Globale : [rating:4][five-star-rating]

Lorsque leurs films ont commencé à apparaître sur nos écrans, les cinéastes iraniens de la période postérieure à la révolution de 1979 nous ont habitués à utiliser des histoires tournant autour des enfants pour nous faire part des problèmes sociologiques de leur pays, moyen indirect d’aborder le monde des adultes dans un environnement peu propice à la critique frontale. C’est donc sans surprise que l’on constate que le premier film de cinéma réalisé en Arabie Saoudite tourne autour de l’histoire d’une fillette de 12 ans, une jeune adolescente pleine de vie et au caractère rebelle.Un film chaleureusement accueilli au Festival de Venise 2012.

Synopsis :

Wadjda, douze ans, habite dans une banlieue de Riyad, capitale de l’Arabie Saoudite. Bien qu’elle grandisse dans un milieu conservateur, c’est une fille pleine de vie qui porte jeans et baskets, écoute du rock et ne rêve que d’une chose : s’acheter le beau vélo vert qui lui permettra de faire la course avec son ami Abdallah. Mais au royaume wahhabite, les bicyclettes sont réservées aux hommes car elles constituent une menace pour la vertu des jeunes filles.

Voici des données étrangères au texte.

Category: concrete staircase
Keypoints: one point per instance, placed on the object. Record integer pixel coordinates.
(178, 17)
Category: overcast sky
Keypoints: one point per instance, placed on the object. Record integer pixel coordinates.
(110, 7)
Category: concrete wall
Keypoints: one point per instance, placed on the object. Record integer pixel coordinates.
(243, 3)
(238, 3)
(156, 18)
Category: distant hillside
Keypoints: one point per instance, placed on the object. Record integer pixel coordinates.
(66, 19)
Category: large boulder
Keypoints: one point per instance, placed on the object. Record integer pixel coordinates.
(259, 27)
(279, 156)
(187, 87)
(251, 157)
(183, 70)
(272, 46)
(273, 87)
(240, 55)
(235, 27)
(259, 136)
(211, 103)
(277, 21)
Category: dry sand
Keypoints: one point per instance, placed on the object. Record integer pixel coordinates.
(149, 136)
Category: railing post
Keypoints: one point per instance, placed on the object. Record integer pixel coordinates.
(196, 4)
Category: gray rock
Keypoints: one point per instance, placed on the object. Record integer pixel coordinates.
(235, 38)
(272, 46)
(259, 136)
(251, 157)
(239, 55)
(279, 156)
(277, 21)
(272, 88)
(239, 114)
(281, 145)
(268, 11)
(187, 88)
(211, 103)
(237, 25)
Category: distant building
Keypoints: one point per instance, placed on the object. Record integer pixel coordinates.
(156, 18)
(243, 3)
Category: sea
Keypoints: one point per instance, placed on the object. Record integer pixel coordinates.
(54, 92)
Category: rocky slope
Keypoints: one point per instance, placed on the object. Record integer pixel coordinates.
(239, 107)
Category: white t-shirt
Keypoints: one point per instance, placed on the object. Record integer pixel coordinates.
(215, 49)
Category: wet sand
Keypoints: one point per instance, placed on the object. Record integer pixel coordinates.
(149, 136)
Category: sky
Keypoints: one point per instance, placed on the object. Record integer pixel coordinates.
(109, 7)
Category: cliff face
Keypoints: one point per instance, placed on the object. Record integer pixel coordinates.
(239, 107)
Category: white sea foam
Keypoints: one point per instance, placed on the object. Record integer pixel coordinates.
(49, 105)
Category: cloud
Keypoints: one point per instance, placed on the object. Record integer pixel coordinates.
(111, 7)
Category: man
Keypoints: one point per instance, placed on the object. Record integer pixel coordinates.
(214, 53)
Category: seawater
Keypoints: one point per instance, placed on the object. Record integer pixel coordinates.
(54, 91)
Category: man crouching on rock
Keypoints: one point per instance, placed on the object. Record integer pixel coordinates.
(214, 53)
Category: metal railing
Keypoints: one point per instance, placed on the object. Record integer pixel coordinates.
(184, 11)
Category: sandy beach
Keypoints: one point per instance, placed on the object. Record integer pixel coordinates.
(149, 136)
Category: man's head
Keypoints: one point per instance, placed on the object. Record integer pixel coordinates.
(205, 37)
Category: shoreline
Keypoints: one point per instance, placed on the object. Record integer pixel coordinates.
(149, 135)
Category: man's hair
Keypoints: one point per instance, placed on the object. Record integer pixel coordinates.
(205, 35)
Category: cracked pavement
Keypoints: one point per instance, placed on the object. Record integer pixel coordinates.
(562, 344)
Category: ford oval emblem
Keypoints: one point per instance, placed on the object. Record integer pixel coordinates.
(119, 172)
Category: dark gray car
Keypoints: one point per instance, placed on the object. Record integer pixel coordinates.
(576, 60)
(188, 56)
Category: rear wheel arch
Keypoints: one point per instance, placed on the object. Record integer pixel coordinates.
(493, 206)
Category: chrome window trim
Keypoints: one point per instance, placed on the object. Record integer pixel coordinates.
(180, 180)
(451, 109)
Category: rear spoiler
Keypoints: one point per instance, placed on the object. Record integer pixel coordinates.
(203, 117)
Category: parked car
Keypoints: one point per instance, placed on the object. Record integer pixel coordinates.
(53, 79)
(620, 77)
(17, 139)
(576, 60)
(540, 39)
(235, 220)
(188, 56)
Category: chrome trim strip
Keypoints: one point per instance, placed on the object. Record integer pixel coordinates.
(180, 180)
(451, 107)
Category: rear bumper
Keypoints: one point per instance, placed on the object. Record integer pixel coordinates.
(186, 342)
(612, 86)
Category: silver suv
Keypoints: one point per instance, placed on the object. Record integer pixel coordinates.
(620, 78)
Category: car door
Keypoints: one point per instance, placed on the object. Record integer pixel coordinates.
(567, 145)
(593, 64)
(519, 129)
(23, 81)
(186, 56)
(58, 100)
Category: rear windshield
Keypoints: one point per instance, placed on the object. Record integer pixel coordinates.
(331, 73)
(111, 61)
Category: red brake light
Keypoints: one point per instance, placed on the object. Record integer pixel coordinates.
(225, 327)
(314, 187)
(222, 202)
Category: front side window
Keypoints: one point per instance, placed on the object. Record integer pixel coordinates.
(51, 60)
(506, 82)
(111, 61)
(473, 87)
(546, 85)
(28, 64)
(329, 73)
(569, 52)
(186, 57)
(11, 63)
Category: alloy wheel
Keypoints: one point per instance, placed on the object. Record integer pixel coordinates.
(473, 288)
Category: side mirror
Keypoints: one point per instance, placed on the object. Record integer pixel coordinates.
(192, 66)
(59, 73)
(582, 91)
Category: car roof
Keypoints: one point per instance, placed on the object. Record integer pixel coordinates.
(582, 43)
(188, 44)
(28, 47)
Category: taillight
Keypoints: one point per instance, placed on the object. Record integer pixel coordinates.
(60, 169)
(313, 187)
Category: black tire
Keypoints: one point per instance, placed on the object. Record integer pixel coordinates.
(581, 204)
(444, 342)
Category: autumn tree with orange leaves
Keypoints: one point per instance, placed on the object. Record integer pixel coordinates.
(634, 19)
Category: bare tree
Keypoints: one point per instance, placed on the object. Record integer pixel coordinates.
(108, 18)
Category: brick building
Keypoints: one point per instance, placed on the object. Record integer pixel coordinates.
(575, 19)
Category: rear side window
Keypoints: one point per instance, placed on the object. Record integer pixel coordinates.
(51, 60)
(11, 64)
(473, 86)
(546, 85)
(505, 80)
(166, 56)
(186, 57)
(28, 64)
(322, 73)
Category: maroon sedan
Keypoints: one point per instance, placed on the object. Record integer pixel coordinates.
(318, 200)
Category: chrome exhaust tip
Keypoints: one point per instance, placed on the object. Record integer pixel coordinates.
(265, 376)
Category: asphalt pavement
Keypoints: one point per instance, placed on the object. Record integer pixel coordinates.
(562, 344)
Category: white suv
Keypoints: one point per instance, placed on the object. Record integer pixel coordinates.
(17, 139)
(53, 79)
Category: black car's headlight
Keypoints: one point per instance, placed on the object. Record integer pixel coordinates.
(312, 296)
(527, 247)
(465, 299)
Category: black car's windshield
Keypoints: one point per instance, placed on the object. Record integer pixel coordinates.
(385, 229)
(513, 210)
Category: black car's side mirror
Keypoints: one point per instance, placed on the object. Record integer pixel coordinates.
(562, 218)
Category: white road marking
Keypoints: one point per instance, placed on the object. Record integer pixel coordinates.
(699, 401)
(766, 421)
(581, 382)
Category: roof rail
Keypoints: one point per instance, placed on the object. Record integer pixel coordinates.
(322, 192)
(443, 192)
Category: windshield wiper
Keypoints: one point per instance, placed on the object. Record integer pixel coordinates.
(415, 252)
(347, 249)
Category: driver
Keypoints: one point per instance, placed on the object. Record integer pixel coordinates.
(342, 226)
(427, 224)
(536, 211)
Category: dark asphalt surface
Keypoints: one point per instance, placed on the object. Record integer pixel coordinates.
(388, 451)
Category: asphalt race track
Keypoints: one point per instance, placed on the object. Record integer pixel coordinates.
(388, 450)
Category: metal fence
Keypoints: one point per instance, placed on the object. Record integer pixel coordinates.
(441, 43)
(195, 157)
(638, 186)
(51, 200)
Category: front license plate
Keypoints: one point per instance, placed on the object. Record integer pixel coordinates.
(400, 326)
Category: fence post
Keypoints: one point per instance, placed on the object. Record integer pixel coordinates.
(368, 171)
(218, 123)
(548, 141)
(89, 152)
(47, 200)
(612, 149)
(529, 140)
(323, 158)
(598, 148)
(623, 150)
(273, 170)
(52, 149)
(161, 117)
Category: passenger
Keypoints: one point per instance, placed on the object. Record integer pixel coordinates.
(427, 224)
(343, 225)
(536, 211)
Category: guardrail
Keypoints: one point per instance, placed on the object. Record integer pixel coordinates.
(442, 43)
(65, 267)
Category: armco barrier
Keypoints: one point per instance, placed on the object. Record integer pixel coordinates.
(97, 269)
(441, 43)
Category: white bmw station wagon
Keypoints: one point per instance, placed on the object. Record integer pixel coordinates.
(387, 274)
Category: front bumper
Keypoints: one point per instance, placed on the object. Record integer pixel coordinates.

Wadjda se voit donc refuser par sa mère la somme nécessaire à cet achat. Déterminée à trouver l’argent par ses propres moyens, Wadjda décide alors de participer au concours de récitation coranique organisé par son école, avec pour la gagnante, la somme tant désirée.

 

Prête à tout pour un vélo

Pour nous montrer la condition féminine dans son pays, l’Arabie Saoudite, la réalisatrice Haifaa Al Mansour a choisi de nous raconter l’histoire de Wadjda, une fillette entrant dans l’adolescente. Parler de Wadjda permet en effet de montrer les conditions de vie de sa mère, comment elle se situe face à son mari, ce qu’elle pense et comment elle évolue lorsque son mari décide de transformer l’horizon de la famille. Parler de Wadjda permet de montrer le degré d’endoctrinement d’une directrice d’école. Parler de Wadjda elle-même, enfin, c’est déjà, malgré son jeune âge, parler de la condition féminine : en effet, en Arabie Saoudite, c’est un âge où les autorités (entendez par là les autorités religieuses) commencent à considérer que les filles n’ont plus droit aux « libertés » laissées aux petites filles et qu’elles doivent commencer à se plier aux règles strictes liées au statut de femme. Dans ces conditions, que Wadjda puisse rêver de la possession d’un vélo afin de faire la course avec son meilleur copain, cela est totalement inimaginable, que ce soit pour ses parents ou pour la directrice de son école. Seulement voilà : Wadjda a non seulement un caractère plutôt rebelle, mais en plus, elle est du genre têtu. Elle qui connaît très mal le Coran va se mettre à l’étudier très sérieusement le jour où elle apprend que son école organise une compétition comprenant deux volets : la connaissance de ce livre sacré et la psalmodie de certains de ses versets. Un seul but pour elle : triompher dans cette compétition, la somme allouée à la gagnante permettant l’achat du vélo de ses rêves.

wadjda vélo

Une réalisatrice courageuse

On ne peut qu’être admiratif devant la ténacité et le courage dont a fait preuve Haifaa Al Mansour pour monter et pour réaliser son film. Une simple question : comment trouver des comédiens de qualité dans un pays qui n’a pas d’industrie cinématographique et qui ignore la notion de casting ? Il faut croire que la chance était avec Haifaa lorsque la jeune Waad Mohammed s’est présentéeà une audition organisée à Riyad : elle est parfaite dans le rôle de Wadjda. Quant à la mère, elle est jouée par Reem Abdullah, l’actrice de télévision la plus connue en Arabie Saoudite. En fait, c’est au moment du tournage que les difficultés furent les plus importantes pour Haifaa : il lui fallait parfois aller se cacher dans le véhicule de la production lorsque le tournage se déroulait dans des lieux où la présence d’une femme réalisatrice, se mélangeant professionnellement avec des hommes, aurait pu être le prétexte à des manifestations hostiles. Haifaa a même parfois essayé de diriger en utilisant un talkie-walkie depuis le véhicule mais la frustration était telle qu’elle abandonnait très vite cet artifice.

wadjda avec son ami

Comment réagiraient les saoudiens s’ils pouvaient voir le film ?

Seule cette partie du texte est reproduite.